The use of racial terms to describe epidemiologic data perpetuates the belief that race itself puts patients at risk for disease, and this belief is the basis for race-based diagnostic bias. Rather than presenting race as correlated with social factors that shape disease or acknowledging race as an imperfect proxy for ancestry or family history that may predispose one to disease, the educators we observed portrayed race itself as an essential—biologic—causal mechanism.
Amutah, et al., 2021
New England Journal of Medicine
Many biases have been described in the healthcare literature, and many of these have been shown to influence decisions (Featherston et al., 2020). Patient-provider interactions, treatment decisions, patient adherence to recommendations, and patient health outcomes can be influenced by bias.

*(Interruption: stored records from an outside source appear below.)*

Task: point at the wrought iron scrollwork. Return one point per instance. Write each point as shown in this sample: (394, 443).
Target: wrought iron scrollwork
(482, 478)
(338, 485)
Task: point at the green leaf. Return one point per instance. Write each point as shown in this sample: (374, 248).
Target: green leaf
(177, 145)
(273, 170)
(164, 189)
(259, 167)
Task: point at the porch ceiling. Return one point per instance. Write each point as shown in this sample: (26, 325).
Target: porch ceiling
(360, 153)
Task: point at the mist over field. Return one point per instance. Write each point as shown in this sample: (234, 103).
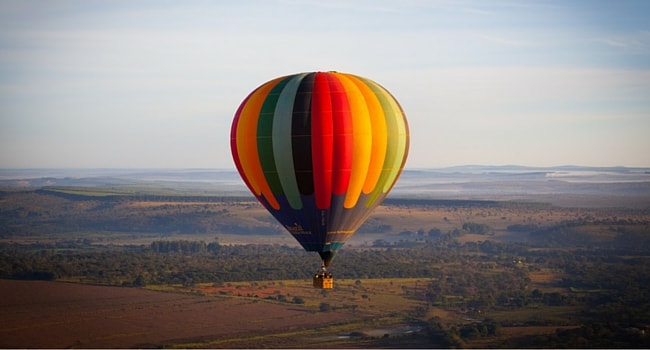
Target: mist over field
(561, 185)
(460, 257)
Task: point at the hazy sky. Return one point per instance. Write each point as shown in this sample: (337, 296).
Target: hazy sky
(156, 83)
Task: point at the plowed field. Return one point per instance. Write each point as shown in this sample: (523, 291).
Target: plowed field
(38, 314)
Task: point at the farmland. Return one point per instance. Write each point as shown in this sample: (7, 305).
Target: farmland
(126, 266)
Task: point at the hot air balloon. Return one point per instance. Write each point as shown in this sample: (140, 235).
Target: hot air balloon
(320, 151)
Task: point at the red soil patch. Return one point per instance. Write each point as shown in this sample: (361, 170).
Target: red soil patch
(37, 314)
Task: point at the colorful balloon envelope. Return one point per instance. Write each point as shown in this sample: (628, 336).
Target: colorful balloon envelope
(320, 151)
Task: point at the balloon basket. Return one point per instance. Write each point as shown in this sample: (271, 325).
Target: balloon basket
(323, 280)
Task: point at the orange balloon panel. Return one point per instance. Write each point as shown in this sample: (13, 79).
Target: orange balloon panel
(320, 150)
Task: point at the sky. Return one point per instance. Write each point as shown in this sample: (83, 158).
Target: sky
(155, 84)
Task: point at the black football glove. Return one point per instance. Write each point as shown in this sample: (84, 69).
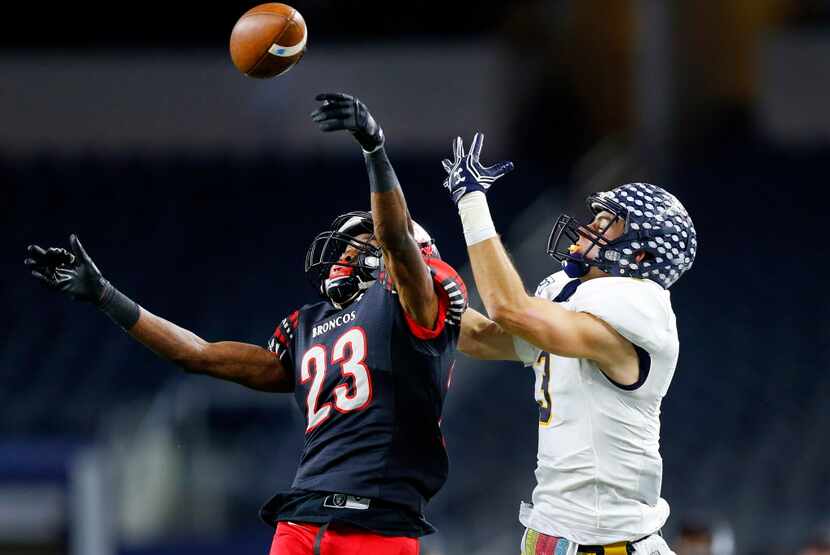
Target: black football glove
(343, 111)
(73, 273)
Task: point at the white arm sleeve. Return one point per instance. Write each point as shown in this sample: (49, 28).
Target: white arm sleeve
(527, 352)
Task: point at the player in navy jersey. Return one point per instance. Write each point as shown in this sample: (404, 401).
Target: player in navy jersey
(369, 365)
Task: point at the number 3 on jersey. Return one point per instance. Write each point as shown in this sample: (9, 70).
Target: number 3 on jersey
(353, 393)
(545, 409)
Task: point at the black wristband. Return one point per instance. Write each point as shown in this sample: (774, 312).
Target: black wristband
(382, 178)
(119, 307)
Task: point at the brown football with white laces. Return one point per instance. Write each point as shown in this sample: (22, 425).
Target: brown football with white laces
(268, 40)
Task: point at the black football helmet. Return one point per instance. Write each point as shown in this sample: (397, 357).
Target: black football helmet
(340, 280)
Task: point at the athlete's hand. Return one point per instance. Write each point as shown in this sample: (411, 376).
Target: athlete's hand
(342, 111)
(466, 173)
(73, 273)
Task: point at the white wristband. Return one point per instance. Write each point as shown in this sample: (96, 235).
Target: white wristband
(475, 218)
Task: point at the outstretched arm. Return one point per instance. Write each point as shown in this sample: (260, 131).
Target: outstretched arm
(484, 339)
(393, 225)
(77, 275)
(537, 321)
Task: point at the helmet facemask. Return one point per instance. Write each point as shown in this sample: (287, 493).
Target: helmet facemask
(656, 225)
(337, 279)
(567, 231)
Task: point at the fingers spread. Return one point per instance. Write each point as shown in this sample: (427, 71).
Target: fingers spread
(475, 148)
(43, 279)
(332, 97)
(335, 113)
(77, 248)
(458, 149)
(498, 170)
(35, 251)
(333, 125)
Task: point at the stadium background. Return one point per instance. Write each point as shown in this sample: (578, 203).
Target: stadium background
(197, 192)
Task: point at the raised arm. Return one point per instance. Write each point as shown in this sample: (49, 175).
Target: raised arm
(537, 321)
(484, 339)
(76, 274)
(393, 225)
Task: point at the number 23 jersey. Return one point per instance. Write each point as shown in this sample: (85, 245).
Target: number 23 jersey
(371, 383)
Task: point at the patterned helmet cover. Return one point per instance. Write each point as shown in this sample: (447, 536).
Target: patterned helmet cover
(655, 223)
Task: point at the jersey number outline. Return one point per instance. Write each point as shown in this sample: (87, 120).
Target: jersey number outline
(345, 398)
(545, 408)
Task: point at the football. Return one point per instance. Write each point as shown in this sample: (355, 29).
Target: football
(268, 40)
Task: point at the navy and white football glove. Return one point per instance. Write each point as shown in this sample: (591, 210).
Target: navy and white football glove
(466, 173)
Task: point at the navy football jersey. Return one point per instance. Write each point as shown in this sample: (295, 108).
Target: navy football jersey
(371, 384)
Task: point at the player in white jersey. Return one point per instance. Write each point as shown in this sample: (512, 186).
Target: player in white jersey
(602, 340)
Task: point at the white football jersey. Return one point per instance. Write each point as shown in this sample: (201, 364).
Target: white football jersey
(599, 469)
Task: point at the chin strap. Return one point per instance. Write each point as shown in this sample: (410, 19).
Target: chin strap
(575, 268)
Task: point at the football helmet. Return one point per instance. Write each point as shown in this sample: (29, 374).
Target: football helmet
(656, 223)
(339, 279)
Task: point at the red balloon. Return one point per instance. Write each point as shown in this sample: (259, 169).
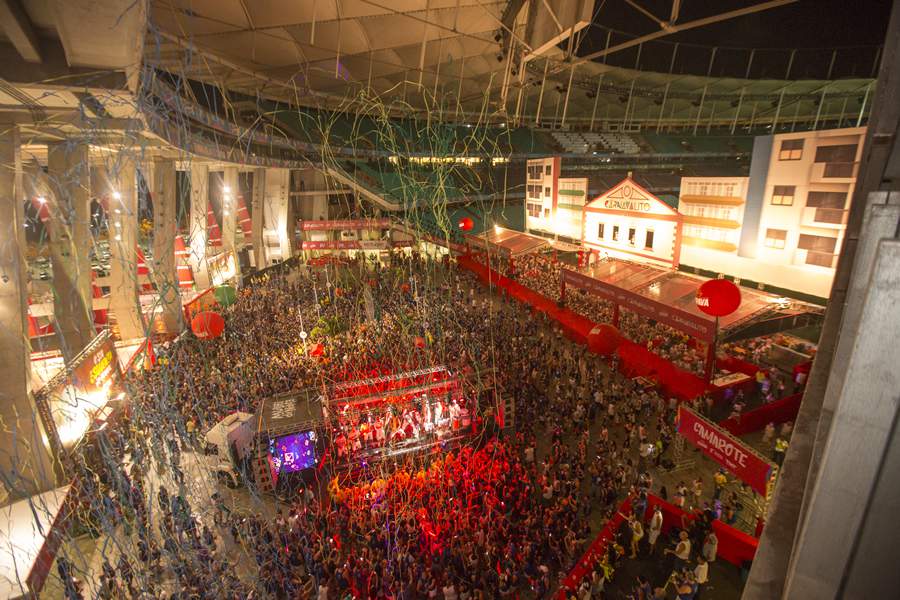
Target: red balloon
(718, 297)
(207, 325)
(604, 339)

This can lead to an unintentional form of discrimination that affects decision-making structurally and systematically and is hard to identify and uncover (Nápoles et al., 2022).
Studies have shown that implicit racial bias profoundly influences clinical decision-making. Its affects nonverbal behaviors such as eye contact and posture and has been shown to influence the quality of physicians’ interpersonal communication with African American patients and, in turn, patients’ trust and perceptions of their physicians (van Ryn et al., 2015).
- Bias: the unintended influence of factors that are not meant to be considered; a tendency to prefer one person or thing to another.
- Diversity: ways in which people differ; characteristics that make one individual or group different from another.
- Equality: when every individual has the same rights, resources, and opportunities, regardless of their circumstance.
- Equity: the idea that all individuals have equal access to healthcare services and resources, regardless of their race, ethnicity, socioeconomic status, gender, sexual orientation, or other characteristics.
- Explicit (conscious) bias: conscious and intentional discrimination against certain groups of people.
- Implicit (unconscious or hidden) bias: bias that is outside a person’s consciousness; may directly contradict a person’s stated beliefs and values.
- National origin discrimination: Treating people unfavorably due to where they are from, their ethnicity or their accent.
- Prejudice: a bias, opinion, idea, or belief about something; an assumption or dislike for a person or group simply based on the person’s membership in that group.
- Racial discrimination: treating a person adversely due to race or characteristics associated with that race, such as hair texture, facial features, or skin color.
- Structural racism: the history and current reality of racism across all institutions combining to create a system that negatively impacts communities of color.
- Stereotype: beliefs and opinions about the characteristics, attributes, and behaviors of members of a group; a generalization, often exaggerated, or untrue.